Zahlreiche Netzbetreiber stellen Kosten im Zusammenahng mit dem Anschluss von PV-Anlagen an das Netz den Anlagenbetreibern in Rechnung, die eingetlich vom Netzbetreiber zu tragen sind. Die Fachanwältin Katharina Vieweg-Puschmann zeigt auf woran diese Kosten zu erkennen sind, was dagegen getan werden kann und welche Vorgehensweise sich empfiehlt.

Wie entstehen Netzanschlusskosten und wer muss sie bezahlen?

Wer kennt es nicht?
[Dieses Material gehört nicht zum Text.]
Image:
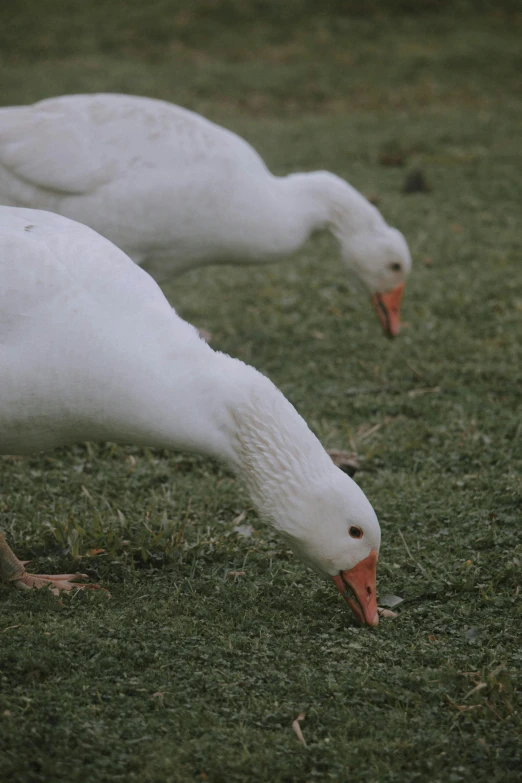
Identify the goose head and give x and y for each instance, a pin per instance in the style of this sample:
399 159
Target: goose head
334 529
380 261
322 514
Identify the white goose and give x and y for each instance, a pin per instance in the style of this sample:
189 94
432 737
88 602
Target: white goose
176 191
90 349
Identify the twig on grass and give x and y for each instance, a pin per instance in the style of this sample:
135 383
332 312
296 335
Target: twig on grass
297 728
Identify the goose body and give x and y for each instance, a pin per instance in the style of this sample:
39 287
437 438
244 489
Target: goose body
175 191
90 349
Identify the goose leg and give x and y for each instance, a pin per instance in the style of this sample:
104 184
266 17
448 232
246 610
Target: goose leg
12 571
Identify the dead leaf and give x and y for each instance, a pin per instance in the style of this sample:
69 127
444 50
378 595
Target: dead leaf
297 728
345 460
463 707
245 531
415 182
391 158
391 600
387 614
234 575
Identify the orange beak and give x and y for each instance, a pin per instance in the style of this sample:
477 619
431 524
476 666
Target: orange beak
387 306
359 590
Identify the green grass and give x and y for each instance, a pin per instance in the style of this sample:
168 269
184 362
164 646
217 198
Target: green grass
185 674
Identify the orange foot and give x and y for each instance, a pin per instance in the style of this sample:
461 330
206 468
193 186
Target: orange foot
12 571
55 582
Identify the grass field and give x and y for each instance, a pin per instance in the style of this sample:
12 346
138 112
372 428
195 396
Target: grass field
187 674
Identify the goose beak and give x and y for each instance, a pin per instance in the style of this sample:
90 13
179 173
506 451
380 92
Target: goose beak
358 588
387 306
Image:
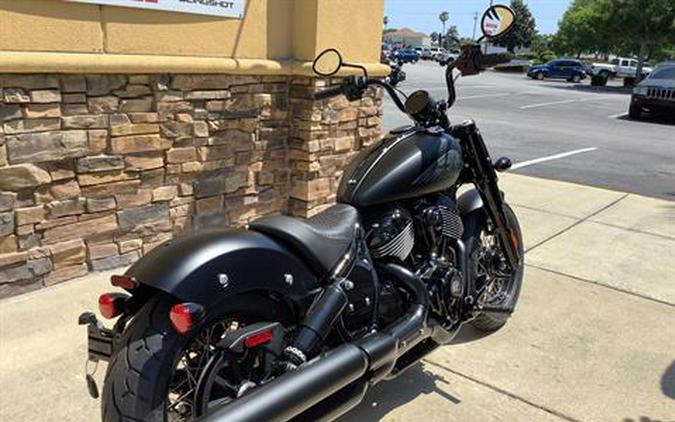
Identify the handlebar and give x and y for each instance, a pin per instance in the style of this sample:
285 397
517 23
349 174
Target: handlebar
490 60
470 62
328 93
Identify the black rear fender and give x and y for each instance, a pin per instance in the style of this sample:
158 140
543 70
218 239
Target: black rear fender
212 266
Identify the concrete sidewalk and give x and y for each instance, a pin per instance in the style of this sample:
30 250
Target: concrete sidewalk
593 338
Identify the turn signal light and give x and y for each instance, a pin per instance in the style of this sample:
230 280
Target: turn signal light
184 316
124 281
112 305
258 338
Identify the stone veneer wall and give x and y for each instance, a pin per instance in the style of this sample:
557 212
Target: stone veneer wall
96 170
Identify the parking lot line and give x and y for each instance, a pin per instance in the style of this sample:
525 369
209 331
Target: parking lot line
547 104
551 157
618 115
484 96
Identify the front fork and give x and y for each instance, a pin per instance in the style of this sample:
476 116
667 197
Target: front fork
483 173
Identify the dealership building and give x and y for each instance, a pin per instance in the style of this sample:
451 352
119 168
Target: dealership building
122 126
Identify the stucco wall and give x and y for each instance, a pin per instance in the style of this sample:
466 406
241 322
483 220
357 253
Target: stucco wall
273 30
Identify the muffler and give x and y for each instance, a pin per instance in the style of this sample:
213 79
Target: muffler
332 384
291 394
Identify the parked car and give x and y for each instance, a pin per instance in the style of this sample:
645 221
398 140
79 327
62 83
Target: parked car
620 67
425 54
656 93
385 52
444 58
571 70
430 53
407 55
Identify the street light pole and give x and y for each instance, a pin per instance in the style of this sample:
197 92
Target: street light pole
475 22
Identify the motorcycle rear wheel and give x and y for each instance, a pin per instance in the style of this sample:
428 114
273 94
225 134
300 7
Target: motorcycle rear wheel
140 380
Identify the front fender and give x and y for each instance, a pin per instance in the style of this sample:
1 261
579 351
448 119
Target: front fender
210 266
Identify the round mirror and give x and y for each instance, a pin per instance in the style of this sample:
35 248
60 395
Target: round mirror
327 63
497 20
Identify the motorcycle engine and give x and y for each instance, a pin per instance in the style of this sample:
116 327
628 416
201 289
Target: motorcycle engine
443 227
391 234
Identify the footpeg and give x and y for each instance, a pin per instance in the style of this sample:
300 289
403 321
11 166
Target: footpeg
502 164
99 344
100 339
496 309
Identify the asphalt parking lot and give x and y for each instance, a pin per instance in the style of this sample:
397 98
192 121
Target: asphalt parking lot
530 120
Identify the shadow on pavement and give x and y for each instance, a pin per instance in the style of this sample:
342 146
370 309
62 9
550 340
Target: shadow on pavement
668 381
588 89
389 395
659 119
468 334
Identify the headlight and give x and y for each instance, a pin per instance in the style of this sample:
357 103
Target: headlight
640 90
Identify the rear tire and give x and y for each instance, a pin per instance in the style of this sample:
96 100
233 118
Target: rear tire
474 224
136 385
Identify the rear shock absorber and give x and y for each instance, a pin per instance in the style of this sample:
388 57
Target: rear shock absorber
318 322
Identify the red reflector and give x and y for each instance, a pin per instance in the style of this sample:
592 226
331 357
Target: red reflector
258 339
184 316
124 281
111 304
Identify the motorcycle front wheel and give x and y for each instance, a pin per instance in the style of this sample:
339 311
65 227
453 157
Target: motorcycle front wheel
498 287
155 372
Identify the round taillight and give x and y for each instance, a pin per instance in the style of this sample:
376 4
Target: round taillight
112 305
184 316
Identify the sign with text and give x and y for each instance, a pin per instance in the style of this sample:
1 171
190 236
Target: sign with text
228 8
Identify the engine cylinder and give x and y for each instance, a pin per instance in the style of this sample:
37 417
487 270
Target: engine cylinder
392 234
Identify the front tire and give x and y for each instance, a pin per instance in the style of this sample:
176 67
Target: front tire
475 226
635 111
137 381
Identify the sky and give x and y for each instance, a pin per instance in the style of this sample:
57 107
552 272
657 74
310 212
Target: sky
422 15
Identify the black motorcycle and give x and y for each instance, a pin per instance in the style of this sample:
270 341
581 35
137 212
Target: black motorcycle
296 319
397 74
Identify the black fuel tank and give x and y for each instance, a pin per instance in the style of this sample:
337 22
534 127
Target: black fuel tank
405 164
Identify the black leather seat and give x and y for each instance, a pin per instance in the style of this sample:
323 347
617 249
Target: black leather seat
320 240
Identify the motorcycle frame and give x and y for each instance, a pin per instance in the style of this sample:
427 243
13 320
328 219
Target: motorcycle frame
480 171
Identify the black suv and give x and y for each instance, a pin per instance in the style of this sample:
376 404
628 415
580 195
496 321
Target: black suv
656 93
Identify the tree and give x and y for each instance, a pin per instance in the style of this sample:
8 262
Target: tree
582 29
644 28
451 38
443 17
640 25
523 29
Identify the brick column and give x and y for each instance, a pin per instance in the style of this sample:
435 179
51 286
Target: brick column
96 170
325 136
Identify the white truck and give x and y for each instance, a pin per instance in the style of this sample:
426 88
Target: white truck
620 67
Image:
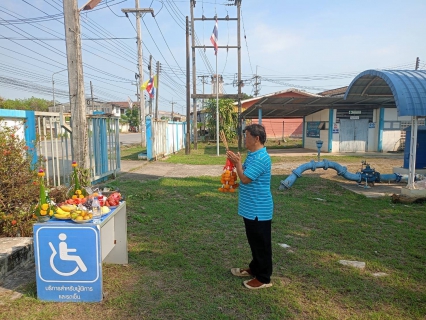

Betroffen sind hiervon insbesondere Errichter bzw. Betreiber von Photovoltaikanlagen. Der Kunde ist gefunden, der eine Photovoltaikanlage betreiben möchte, das Anlagenmodell, Wechselrichter und Module stehen fest und jetzt gilt es (nur) noch, den Netzbetreiber mit ins Boot zu holen. Denn dieser und sein „ok“ in Form der Netzanschlusszusage sind erforderlich, um die Photovoltaikanlage an das Netz der allgemeinen Versorgung anzuschließen. Häufig wird für den Netzanschluss eine kundeneigene Transformatorenstation bestellt – wichtig ist nun, dass der Strom von der PV-Anlage über die Transformatorenstation in das Netz des Netzbetreibers gelangt. Dies erfolgt regelmäßig durch ein neu zu legendes Mittelspannungskabel. Und hier beginnen die Probleme: Wer trägt die Kosten für dieses Mittelspannungskabel?

Zahlreiche Netzbetreiber tendieren dazu, in ihrem Angebot zur Herstellung des Netzanschlusses die Verlegung des Mittelspannungskabels beispielsweise als „Verstärkung Netzanschluss Strom“ oder „Anschlussänderung“ oder als „Herstellung Netzanschluss“ zu bezeichnen. Die hierfür zu veranschlagenden Kosten werden dann gerne als „Netzanschlusskosten“ bezeichnet. Oftmals ist es auch so, dass die Netzbetreiber dann auch mit den Anlagenbetreibern einen Netzanschlussvertrag abschließen möchten, in dem diese Posten dann nochmals als „Netzanschlusskosten“ aufgeführt sind. So die Anlage am Netz ist oder manchmal auch noch früher als Voraussetzung dafür, dass der Netzanschluss überhaupt bearbeitet wird, stellt der Netzbetreiber dann eine Rechnung über die veranschlagten „Netzanschlusskosten“. Hier stellt sich die Frage, ob der Anlagenbetreiber diese Kosten wirklich zahlen muss.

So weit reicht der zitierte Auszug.